The center opened in January and plans by next fall to offer several courses to about 100 students from five districts.
Each class will have a real-world partner. The pilot class is being offered with the mall's developers and operations staff.
An environmental issues class will get help from Browning-Ferris Industries, which collects and recycles the mall's garbage. An arts in the marketplace class will work with the Camp Snoopy amusement park in the middle of the mall, which offers plays and musical performances along with its rides.
The concept of taking business classes at the mall isn't much different from taking other specialized classes at vocational-technical schools or taking zoology classes at the zoo, Cromer-Poire said.
"This is an opportunity to go in at management level. The idea of making decisions, of getting involved in change, is very important," he said.
That has captured the imagination of Bonet, who is interning with operations--the people who run the mall.
"I just wanted a broad-based view of what it takes to run the Mall of America," said Bonet, who plans to major in business in college. After that, he says, he may go into business law. "What areas of business, I wasn't sure. That's why I took this class."
Bonet has worked with the mall's tourism department, selling the mall to potential visitors; the sponsorship department, persuading businesses to sponsor events in return for advertising; public relations and events planning, and sales.

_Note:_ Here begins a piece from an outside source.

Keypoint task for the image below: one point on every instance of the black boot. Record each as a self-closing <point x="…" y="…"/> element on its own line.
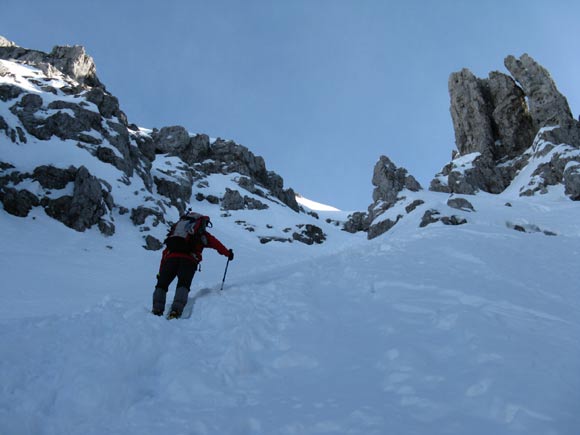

Now, he sees the stamp of businesses everywhere.
"When I go into Camp Snoopy I notice the 'Hormel' Cookout, the 'Ford' Playhouse. The hot-air balloons say 'Pepsi.' It's in your face," Bonet said.
"You're learning because you want to learn, not because someone's trying to force it. In a regular classroom, you focus so much on the work that you forget to learn."

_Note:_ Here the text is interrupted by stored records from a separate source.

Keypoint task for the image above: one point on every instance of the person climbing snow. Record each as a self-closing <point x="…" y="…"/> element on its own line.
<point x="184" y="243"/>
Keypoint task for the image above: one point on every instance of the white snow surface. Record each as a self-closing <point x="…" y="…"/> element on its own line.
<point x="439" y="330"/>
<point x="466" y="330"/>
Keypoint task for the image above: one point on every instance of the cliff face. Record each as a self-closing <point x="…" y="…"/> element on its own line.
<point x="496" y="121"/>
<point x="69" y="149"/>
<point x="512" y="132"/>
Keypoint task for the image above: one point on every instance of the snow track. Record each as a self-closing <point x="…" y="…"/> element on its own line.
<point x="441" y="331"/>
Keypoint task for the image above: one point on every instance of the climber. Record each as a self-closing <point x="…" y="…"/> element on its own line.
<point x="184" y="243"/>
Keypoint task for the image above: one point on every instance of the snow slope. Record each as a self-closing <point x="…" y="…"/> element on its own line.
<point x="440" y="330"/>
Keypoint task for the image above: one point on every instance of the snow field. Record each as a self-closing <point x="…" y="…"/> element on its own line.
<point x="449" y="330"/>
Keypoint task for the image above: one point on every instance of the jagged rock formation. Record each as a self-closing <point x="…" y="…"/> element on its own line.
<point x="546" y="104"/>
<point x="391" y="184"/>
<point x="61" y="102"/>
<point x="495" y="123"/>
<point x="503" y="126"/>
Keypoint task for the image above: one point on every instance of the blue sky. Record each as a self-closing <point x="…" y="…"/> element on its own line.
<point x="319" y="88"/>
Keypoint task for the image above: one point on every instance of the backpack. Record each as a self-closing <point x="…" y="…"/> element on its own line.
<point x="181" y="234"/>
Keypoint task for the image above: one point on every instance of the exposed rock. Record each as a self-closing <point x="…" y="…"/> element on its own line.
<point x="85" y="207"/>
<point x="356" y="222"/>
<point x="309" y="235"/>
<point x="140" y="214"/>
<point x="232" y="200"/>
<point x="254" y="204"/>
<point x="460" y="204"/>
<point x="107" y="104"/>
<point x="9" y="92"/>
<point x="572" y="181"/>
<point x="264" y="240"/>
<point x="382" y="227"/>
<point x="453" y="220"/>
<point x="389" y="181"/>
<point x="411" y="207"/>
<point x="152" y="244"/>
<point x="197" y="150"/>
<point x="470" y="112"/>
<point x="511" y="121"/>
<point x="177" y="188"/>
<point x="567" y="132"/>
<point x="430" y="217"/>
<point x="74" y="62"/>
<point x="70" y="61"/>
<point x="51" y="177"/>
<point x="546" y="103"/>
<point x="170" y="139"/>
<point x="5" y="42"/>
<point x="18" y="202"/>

He added: "This class will look wonderful on a college application."
Businesses using student interns also are pleased.
Tom Gotreau, manager of Tony Roma's restaurant, is training a student in restaurant operations and wants her to see all sides of the business--including busing dishes, hostessing and working in the kitchen.
"If they're going to come work in these businesses, they can't get just a one-sided slant," he said. "She has a keen interest in what's going on. I wish all of my employees were like that."
Marcy Richeson, manager of the Gap Kids store, is teaching an intern the tricks of the children's clothing business.
"She's learning about the product, how to sell the product. She's aware of the dollars we need to do, what we need to do to beat our last year's dollars. She's learning what we're all about."
Cromer-Poire said students aren't distracted by other things at the mall. On classroom days, the students get a 10-minute break halfway through the period.
"I've never lost anybody yet," he said. "The attendance rate is wonderful. The kids are all motivated. They all try hard. I see kids talking more concretely about college plans."
Bonet said his parents were skeptical at first when he told them he wanted to attend a class at the mall. "Until I brought home the books. They found out it was a legitimate class and not just a way to waste time."
Students who want to shop or play at the mall can do so on their own time. But Bonet said most of the students have jobs and other responsibilities when school is over, so they don't hang around the mall.
"Once you get a feel of what our school is all about, if you're truly interested in entrepreneurship, there's no way that you'd skip to do something else," he said.